8. It seems that Tribunal did not deal with the factual issues relating to transaction itself, as it was under the belief that the ratio of law laid down in K. Raheja Development Corporation (supra) as well as M/S. Larsen and Toubro Limited (supra) were clearly apparent. The distinction in fact have not been noticed, though it was apparent and had been pressed. In such circumstances, the Tribunal has failed to discharge the obligation imposed upon it by law of dealing with the factual issues raised and pressed before it, and therefore the order of Tribunal cannot be sustained. Since the Tribunal has not gone into factual issues in correct perspective, as such, the findings returned by it on the different issues are not liable to be sustained. It is clarified that this Court has not adjudicated the issues on merits, and any observations made in this order is not to be construed as an expression of opinion on the respective claim of parties on merits. All issues of fact and law are left open to be considered by the Tribunal.

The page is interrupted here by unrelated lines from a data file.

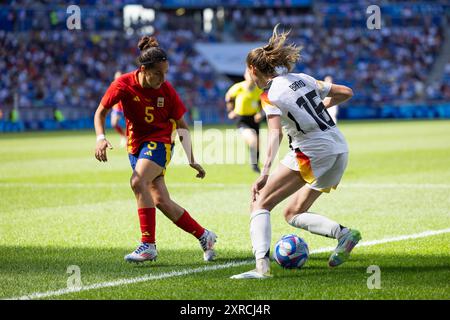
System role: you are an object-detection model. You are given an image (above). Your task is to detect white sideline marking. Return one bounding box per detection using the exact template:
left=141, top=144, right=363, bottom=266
left=0, top=181, right=450, bottom=189
left=2, top=228, right=450, bottom=300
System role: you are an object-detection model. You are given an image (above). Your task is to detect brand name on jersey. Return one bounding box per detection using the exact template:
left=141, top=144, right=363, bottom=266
left=289, top=80, right=306, bottom=91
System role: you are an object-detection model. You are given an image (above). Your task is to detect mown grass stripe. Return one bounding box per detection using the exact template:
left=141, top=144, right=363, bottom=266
left=5, top=228, right=450, bottom=300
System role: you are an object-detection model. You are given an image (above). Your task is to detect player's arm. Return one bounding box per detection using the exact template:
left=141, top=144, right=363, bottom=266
left=323, top=84, right=353, bottom=108
left=94, top=103, right=112, bottom=162
left=225, top=85, right=237, bottom=120
left=94, top=81, right=125, bottom=162
left=176, top=117, right=206, bottom=179
left=252, top=115, right=283, bottom=201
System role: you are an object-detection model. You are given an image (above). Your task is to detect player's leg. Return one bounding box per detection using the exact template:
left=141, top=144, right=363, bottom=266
left=150, top=175, right=217, bottom=261
left=111, top=110, right=126, bottom=147
left=125, top=154, right=163, bottom=262
left=232, top=165, right=305, bottom=279
left=284, top=154, right=361, bottom=267
left=241, top=128, right=260, bottom=173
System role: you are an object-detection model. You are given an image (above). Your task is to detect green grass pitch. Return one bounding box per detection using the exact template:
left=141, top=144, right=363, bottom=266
left=0, top=121, right=450, bottom=300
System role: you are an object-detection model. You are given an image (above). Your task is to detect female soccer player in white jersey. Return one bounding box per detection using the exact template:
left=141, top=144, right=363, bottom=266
left=232, top=26, right=361, bottom=279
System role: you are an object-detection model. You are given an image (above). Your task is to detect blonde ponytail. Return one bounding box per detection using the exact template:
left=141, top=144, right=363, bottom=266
left=247, top=24, right=302, bottom=75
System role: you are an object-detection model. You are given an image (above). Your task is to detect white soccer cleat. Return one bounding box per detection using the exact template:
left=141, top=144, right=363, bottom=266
left=230, top=269, right=272, bottom=279
left=124, top=242, right=158, bottom=263
left=198, top=229, right=217, bottom=261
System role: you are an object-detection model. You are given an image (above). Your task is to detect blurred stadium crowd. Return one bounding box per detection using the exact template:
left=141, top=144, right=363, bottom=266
left=0, top=0, right=450, bottom=131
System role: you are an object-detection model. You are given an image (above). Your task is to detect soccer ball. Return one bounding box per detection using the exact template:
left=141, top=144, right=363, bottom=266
left=273, top=234, right=309, bottom=269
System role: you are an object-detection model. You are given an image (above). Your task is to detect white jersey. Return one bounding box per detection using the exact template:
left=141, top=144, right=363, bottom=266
left=261, top=73, right=348, bottom=158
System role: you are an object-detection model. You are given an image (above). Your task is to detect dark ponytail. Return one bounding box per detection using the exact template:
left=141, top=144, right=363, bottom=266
left=138, top=36, right=167, bottom=68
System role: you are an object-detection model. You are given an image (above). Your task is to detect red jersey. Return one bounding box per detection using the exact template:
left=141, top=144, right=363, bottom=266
left=101, top=70, right=186, bottom=154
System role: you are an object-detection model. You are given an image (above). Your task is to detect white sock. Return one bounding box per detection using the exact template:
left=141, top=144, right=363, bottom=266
left=250, top=209, right=272, bottom=259
left=289, top=212, right=348, bottom=239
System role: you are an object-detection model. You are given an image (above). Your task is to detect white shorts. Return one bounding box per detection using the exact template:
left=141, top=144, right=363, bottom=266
left=281, top=151, right=348, bottom=192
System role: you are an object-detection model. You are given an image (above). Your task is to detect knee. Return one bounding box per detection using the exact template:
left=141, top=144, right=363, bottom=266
left=252, top=198, right=277, bottom=211
left=153, top=198, right=172, bottom=213
left=130, top=176, right=146, bottom=194
left=283, top=207, right=301, bottom=223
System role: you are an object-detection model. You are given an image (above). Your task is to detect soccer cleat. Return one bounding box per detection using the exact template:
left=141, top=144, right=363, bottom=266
left=125, top=242, right=158, bottom=263
left=230, top=269, right=272, bottom=279
left=328, top=229, right=361, bottom=267
left=198, top=229, right=217, bottom=261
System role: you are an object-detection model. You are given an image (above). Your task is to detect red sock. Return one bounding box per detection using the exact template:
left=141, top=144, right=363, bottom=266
left=114, top=125, right=125, bottom=136
left=138, top=208, right=156, bottom=243
left=175, top=210, right=205, bottom=239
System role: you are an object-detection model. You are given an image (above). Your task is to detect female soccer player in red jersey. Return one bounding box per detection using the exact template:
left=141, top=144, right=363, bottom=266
left=94, top=36, right=217, bottom=262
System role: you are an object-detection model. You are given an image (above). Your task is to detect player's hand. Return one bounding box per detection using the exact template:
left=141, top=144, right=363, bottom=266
left=252, top=175, right=269, bottom=201
left=190, top=163, right=206, bottom=179
left=228, top=111, right=237, bottom=120
left=95, top=139, right=112, bottom=162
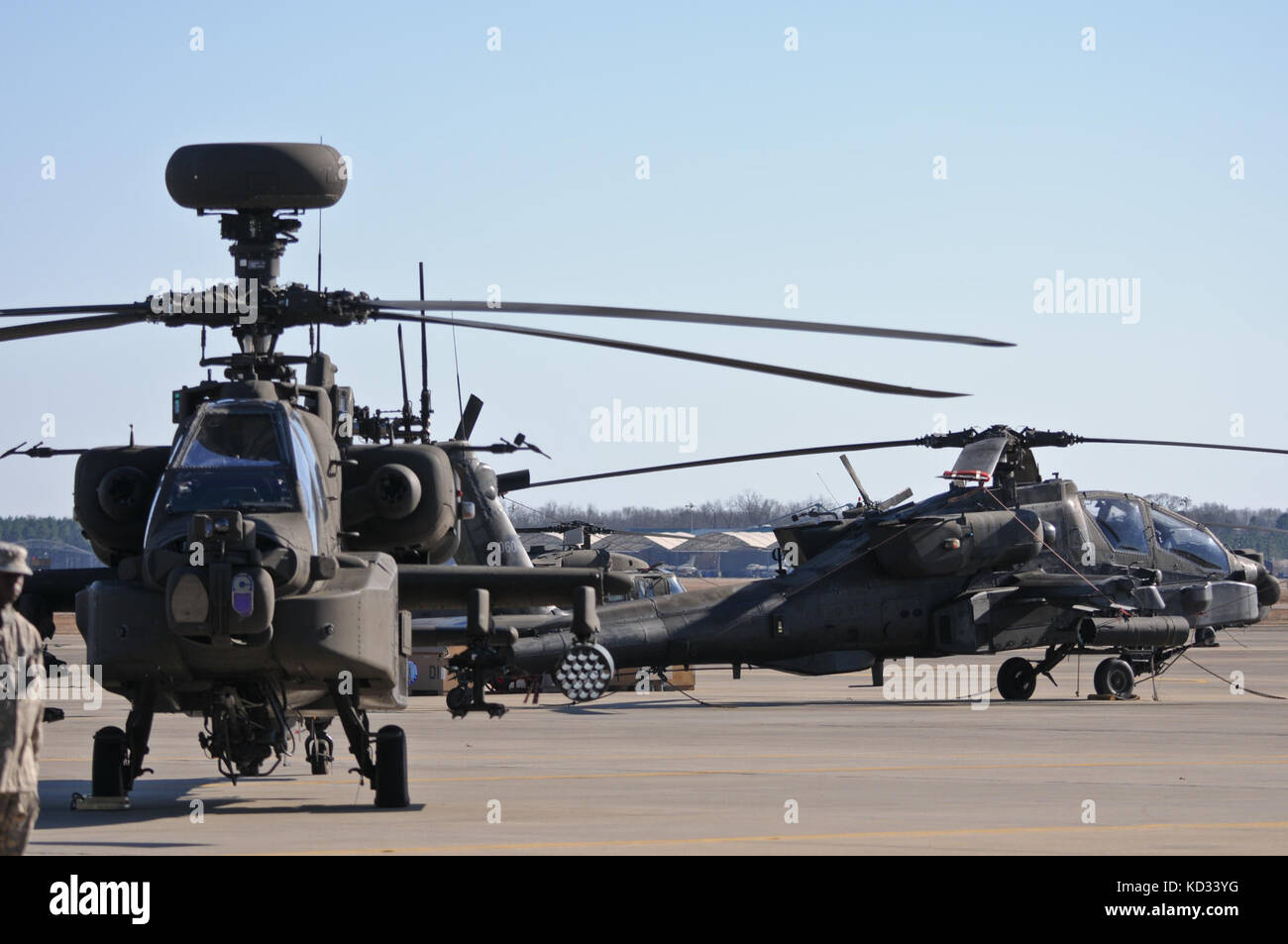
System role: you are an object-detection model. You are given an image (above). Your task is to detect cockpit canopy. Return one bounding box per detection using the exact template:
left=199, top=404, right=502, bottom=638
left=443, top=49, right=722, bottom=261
left=162, top=403, right=300, bottom=514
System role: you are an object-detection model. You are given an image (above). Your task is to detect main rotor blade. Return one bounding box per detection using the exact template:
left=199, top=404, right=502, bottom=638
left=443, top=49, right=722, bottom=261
left=1078, top=437, right=1288, bottom=456
left=368, top=310, right=965, bottom=398
left=369, top=299, right=1015, bottom=348
left=0, top=308, right=152, bottom=342
left=1182, top=512, right=1288, bottom=535
left=0, top=301, right=151, bottom=318
left=511, top=439, right=924, bottom=490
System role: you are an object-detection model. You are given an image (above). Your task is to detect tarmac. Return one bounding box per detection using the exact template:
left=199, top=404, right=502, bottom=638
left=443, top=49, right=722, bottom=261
left=27, top=625, right=1288, bottom=855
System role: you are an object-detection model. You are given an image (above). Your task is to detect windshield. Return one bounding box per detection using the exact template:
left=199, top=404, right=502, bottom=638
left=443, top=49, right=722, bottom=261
left=176, top=409, right=283, bottom=469
left=164, top=407, right=299, bottom=514
left=1082, top=497, right=1149, bottom=554
left=1149, top=506, right=1229, bottom=571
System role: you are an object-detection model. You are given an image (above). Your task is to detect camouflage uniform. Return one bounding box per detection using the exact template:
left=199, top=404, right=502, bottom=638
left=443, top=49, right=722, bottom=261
left=0, top=544, right=44, bottom=855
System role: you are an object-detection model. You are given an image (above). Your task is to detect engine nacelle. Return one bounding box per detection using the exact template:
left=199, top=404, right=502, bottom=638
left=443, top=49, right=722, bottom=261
left=340, top=443, right=459, bottom=564
left=72, top=446, right=170, bottom=566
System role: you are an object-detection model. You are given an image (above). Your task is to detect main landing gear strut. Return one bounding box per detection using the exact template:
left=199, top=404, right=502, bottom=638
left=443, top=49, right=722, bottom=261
left=327, top=679, right=411, bottom=808
left=997, top=643, right=1184, bottom=702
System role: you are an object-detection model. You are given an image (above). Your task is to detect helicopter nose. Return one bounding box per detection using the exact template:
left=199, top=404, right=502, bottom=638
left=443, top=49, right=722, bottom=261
left=164, top=564, right=275, bottom=645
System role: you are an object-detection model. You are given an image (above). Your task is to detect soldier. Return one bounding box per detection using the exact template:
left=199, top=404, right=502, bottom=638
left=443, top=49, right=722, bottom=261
left=0, top=541, right=44, bottom=855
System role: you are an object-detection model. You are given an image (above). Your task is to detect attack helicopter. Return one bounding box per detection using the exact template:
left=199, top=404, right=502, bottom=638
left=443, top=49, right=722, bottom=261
left=0, top=145, right=1010, bottom=807
left=466, top=426, right=1288, bottom=702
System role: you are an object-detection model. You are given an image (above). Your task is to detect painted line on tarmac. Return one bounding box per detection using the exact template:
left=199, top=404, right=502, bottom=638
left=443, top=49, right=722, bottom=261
left=388, top=759, right=1288, bottom=786
left=261, top=820, right=1288, bottom=855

9. In view of the aforesaid discussions, the order of Tribunal dated 27.10.2016, passed in Second Appeal Nos.172 of 2016, and 216 of 2016, are not liable to be sustained, and are set aside. The Tribunal shall proceed to reconsider the matter, in light of the observations made above, after affording opportunity of hearing to the parties concerned, at the earliest possible, preferably within a period of four months from the date of presentation of certified copy of this order.
10. Both the revisions, accordingly, stand disposed of.